Long ago I was taught by mentors like Ray Kroc, founder of McDonalds, and Michael Gerber, author of The E-Myth, that building a successful business is like creating a money-making machine. You created a valuable asset when the money-making machine could run without you.
It is not enough to create a business that can attract high-paying clients on a regular basis. (Every day I repeat the affirmation that I am happy and grateful we attract clients in increasing numbers on an ongoing basis.) One aspect to be sure to address is who will run the money-making machine if you were out of the picture.
You are the captain of the ship. Have you named some first mates and second mates to take over if something happens to you in the future?
“Unfortunately, too many leaders don’t address the future of the business,” according to strategic succession planning specialist and author Daniel Feiman. For decades Feiman has served as adjunct faculty at UCLA continuing education and as the managing director of the southern California firm Build It Backwards. He is the author of three business books including The Book on Business From A to Z.
Not addressing the future is shortsighted for your investors, employees and other stakeholders like vendors and suppliers.
To address that future, Feiman says most successful organizations use a succession planning model that incorporates five steps, which can also be called phases.
“Each phase uses specific tools to identify, assess, measure, and accomplish precise objectives, setting up and linking to the next phase,” he said in a phone interview.
While the process can be completed quickly with the right tools and facilitation, implementing the resulting roadmap takes time. According to Feiman, his investment in the future can pay dividends for many years with successful growth and improvement.
Here are his five phases:
The preparation phase. “This phase starts with assembling the right succession planning team who knows the purpose of the initiative, including what the expected outcomes are, and follows a checklist to make sure the process yields the desired long- term results,” says Feiman.
The identification phase. “Identification of the critical roles in the firm is essential to the success of this effort,” says Feiman. “Once identified, ideal candidate profiles for each role are developed to help the team nominate potential future leaders.”
The analysis phase. Feiman says, “Nominated candidates are assessed and compared to the ideal profile created from the identification phase.
The critiquing phase. “A development plan is drafted for each nominated candidate to begin their evolution into a potential leadership role,” says Feiman. “A self-assessment follows to see where the candidates see themselves in the process.”
The implementation phase. “The plan is put into action,” says Feiman. “The process is documented, the progress is measured, and the program is evaluated regularly.
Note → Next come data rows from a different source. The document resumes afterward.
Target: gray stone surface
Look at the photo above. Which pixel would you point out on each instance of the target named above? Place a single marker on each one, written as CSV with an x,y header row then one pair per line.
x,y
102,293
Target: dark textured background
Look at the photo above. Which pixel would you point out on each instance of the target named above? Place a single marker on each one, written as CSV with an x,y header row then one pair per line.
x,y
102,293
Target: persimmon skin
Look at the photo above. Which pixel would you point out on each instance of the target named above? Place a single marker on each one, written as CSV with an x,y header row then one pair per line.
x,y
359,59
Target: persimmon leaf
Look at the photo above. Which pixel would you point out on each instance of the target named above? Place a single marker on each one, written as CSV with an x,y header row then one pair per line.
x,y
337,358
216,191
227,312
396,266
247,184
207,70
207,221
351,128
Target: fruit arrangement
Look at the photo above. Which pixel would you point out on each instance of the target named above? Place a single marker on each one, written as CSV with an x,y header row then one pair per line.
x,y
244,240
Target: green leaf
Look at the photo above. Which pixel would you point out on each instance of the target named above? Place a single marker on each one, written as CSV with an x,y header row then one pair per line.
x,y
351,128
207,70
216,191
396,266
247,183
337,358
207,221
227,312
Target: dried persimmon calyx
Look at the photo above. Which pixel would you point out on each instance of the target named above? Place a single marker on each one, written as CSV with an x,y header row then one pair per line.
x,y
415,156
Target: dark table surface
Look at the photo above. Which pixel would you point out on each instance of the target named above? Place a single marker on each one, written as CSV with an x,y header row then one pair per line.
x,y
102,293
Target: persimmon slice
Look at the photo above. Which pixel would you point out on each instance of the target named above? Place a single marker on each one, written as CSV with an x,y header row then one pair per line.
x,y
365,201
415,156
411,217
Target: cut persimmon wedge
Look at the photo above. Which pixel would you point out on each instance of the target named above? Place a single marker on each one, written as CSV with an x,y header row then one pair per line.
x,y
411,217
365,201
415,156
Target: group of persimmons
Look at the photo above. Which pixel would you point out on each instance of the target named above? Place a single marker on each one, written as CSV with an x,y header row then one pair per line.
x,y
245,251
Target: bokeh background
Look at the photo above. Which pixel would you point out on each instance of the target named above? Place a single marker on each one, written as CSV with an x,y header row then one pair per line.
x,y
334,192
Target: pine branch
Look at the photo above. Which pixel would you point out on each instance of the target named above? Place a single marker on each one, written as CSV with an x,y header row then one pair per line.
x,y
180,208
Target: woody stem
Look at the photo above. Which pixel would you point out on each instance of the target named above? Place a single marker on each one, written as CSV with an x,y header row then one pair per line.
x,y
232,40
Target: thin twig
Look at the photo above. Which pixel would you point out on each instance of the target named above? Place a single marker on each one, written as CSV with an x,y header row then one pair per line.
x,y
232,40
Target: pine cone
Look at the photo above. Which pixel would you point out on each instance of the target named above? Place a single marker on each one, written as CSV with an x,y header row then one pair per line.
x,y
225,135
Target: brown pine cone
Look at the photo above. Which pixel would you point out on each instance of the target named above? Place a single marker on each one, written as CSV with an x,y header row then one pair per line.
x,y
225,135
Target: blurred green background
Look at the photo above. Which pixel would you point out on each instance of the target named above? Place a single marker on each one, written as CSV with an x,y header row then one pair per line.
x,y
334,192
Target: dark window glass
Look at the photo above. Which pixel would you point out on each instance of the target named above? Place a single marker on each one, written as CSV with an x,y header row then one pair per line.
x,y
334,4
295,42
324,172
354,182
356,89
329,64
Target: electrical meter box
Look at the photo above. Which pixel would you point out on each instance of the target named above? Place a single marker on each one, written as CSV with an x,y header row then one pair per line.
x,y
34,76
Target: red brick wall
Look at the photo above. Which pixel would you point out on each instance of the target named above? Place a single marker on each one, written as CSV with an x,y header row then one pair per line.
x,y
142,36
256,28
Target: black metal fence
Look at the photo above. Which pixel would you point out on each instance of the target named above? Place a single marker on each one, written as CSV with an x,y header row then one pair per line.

Adjustments are made and the initiative continues to successful results.”
Working through the five phases is a great step for protecting the future of the firm and giving a boost to the present.
“Succession planning is a valuable exercise for every firm,” says Feiman. “It is a key piece of the preparation puzzle: Preparing for growth, preparing for change, and preparing for the eventual evolution of the enterprise and of the industry.”